For Stuttgard the violoncellists Zumpsteeg and Kaufmann deserve consideration.
Joh. Rudolph Zumpsteeg was the more important. He was born on January 10, 1760, at Sachsenflur, in the Odenwald, and died on January 27, 1802, at Stuttgard. The royal Kapellmeister Poli (at Wurtemburg) was his teacher. Under his direction Zumpsteeg became not only an excellent performer, but also a creditable composer of music. He received a learned education at the Karlschule, where he entered into friendly relations with Schiller, and set to music many of his poems. He made himself particularly known through ballad compositions, which were first attempted by him.
After he had quitted the Karlschule, Zumpsteeg devoted himself entirely and actively to art. Up to the year 1792 he was simply member of the Stuttgard Court band, of which he became the head after the decease of his master, Poli. Zumpsteeg played the violoncello with “deep feeling, rare precision, and decisive power,” as Gerber remarks. He wrote for it a Concerto, Sonatas, a Duet, and a Trio.
Johann Kaufmann, born in 1760, was likewise a pupil at the Karlschule, whence also came—
Ernst Häusler, born in 1761, in Stuttgard.
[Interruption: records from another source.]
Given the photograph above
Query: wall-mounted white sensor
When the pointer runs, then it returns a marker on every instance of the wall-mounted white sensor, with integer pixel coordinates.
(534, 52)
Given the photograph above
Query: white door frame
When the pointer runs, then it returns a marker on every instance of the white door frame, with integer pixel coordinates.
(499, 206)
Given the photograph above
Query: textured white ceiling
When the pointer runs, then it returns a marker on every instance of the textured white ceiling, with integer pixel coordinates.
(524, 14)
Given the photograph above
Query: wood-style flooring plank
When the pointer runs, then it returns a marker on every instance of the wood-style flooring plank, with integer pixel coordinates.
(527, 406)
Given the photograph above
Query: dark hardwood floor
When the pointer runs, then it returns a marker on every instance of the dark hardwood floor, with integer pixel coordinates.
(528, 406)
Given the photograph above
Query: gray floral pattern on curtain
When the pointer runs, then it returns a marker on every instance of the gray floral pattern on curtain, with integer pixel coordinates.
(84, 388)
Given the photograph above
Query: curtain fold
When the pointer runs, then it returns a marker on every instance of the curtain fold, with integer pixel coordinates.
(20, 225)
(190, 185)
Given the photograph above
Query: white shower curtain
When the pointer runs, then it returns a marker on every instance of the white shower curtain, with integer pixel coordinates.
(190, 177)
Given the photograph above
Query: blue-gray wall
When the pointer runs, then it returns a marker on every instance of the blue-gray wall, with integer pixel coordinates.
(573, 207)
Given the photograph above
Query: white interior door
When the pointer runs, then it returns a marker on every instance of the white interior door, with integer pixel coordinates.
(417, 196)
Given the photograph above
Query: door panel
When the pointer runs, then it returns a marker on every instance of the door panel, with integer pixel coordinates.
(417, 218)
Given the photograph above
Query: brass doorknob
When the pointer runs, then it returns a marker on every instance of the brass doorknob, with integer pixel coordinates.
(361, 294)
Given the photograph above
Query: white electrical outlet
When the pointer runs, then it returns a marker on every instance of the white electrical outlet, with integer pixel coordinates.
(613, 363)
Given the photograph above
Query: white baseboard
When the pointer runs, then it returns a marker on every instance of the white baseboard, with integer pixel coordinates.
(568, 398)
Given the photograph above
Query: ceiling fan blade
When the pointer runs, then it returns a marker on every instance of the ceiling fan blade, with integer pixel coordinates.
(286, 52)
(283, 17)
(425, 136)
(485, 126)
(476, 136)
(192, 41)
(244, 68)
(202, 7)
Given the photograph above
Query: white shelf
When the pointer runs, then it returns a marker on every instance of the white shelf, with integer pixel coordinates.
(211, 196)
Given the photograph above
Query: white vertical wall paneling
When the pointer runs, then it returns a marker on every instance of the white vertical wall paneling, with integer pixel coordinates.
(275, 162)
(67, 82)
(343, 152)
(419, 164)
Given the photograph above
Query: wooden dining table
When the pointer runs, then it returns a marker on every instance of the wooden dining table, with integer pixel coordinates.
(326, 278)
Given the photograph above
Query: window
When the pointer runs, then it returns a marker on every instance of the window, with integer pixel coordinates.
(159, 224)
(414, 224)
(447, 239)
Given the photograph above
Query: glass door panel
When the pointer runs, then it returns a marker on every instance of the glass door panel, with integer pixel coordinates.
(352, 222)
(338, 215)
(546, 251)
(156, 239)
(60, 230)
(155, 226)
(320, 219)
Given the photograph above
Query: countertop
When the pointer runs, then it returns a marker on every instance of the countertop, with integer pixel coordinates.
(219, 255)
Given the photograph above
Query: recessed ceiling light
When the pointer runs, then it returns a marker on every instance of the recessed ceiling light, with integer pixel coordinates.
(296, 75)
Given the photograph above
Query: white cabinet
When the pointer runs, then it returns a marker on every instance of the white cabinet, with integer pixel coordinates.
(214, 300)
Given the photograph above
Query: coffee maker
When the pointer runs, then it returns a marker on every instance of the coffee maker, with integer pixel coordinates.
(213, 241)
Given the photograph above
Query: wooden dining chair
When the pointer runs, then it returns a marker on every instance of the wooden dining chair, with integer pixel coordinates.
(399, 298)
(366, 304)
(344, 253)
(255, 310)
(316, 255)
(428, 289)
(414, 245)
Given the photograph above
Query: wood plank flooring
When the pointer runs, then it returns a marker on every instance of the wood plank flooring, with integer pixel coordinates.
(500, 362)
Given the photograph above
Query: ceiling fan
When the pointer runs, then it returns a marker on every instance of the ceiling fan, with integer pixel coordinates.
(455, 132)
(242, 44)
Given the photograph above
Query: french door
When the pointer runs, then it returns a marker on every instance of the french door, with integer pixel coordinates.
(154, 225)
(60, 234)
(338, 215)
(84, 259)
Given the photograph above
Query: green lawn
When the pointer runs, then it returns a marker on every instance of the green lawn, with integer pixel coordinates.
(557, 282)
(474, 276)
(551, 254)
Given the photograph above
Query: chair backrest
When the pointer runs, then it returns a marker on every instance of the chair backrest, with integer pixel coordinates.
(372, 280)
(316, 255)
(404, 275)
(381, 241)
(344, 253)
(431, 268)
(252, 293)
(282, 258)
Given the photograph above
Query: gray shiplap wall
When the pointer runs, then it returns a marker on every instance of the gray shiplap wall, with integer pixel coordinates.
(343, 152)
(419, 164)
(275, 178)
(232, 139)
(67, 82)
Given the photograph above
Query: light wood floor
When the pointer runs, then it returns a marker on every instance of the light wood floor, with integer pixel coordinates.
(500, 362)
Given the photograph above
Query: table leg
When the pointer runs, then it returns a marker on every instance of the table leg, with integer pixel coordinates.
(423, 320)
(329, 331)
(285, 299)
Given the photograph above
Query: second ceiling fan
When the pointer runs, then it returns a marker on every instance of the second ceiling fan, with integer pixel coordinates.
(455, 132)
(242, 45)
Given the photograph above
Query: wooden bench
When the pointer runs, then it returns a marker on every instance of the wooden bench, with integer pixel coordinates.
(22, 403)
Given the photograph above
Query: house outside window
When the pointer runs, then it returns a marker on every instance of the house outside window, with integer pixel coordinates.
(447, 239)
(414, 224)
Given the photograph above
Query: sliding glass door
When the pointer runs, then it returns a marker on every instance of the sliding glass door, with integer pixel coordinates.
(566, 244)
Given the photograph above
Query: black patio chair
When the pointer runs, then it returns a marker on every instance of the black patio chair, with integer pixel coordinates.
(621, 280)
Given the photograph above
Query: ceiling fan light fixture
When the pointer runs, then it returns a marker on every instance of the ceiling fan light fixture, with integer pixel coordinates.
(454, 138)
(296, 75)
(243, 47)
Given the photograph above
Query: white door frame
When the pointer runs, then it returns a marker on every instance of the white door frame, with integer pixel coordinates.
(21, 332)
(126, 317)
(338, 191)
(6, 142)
He led a somewhat variable life. In the year 1788 he went on an artistic tour, during which he played especially in Vienna and Berlin. Soon after he took an engagement in the band of the Prince of Donaueschingen. But in 1791 he relinquished this position in order to obey a summons to Zurich. Thence, six years later, he returned to his native town, and in 1801 went to Augsburg, and, in 1802, to Vienna, to hold concerts. Finally he assumed the office of choir director at the Evangelical Church at Augsburg, in which place he died on February 28, 1837.
The Electoral Kapelle at Mannheim possessed in Carl Lochner, born about 1760, died 1795, as well as in Peter Ritter, remarkable cellists. Ritter, born at Mannheim in 1760, must have had higher claims to distinction on account of his musical education than Lochner, for he was promoted to the direction of the opera at the theatre of his birthplace. With the exception of a journey to Berlin, undertaken in the year 1785, where he played before the Court, he seems to have pursued uninterruptedly his official duties.
To the Mannheim orchestra belonged the violoncellists, Johann Fürst, Ludwig Simon, and Anton Schwarz, already mentioned.
As an offspring of Mannheim, Franz Danzi must also be mentioned, the son of the first violoncellist in the orchestra there, Innocenz Danzi. His father gave him instruction on the cello, and Abt Vogler in composition. He soon made such rapid progress in playing that already, in 1778, he was received into the Electoral Kapelle, which, as is known, was transferred to Munich about this time in consequence of the union of Bavaria with the Palatinate. He immediately began his work as a composer for the opera. Meantime, in the year 1790, he was united in matrimony to the exquisite singer, Margaretha Marchand, daughter of the Opera Director in Munich. The following year the young couple went to Leipsic and Prague, where Danzi conducted the opera of Guardassoni’s Italian Opera Company, while his wife took part as a singer. In 1794-1795 he travelled with his wife in Italy, and in 1797 they both returned to Munich on account of the failing condition of the latter’s health. Danzi was immediately appointed Vice-Kapellmeister, and displayed most praiseworthy activity. He was, however, so overcome by the death, in 1799, of the partner of his life, that for many years he seemed unable to perform the duties of his vocation, and as it was repugnant to his feelings to take up work again in the place where his family happiness had been wrecked, he obeyed a summons to Stuttgard as Court Kapellmeister. He there remained a year, at the end of which he assumed the direction of the opera at Carlsruhe. Danzi was born May 15, 1763, and died April 13, 1826.
In the chapel at Mainz, in the year 1783 to 1784, there were the clever cellist and lutist, Joh. Christian Gottlieb Schindler, the brothers Joseph and Andreas Schwachhofer, and at the Court of Treves was also at that time Carl Caspar Eder, born 1751 in Bavaria, who made himself known as a cello player in several tours.
To the Electoral Kapelle at Bonn belonged Joseph Reicha and Maximilian Willman.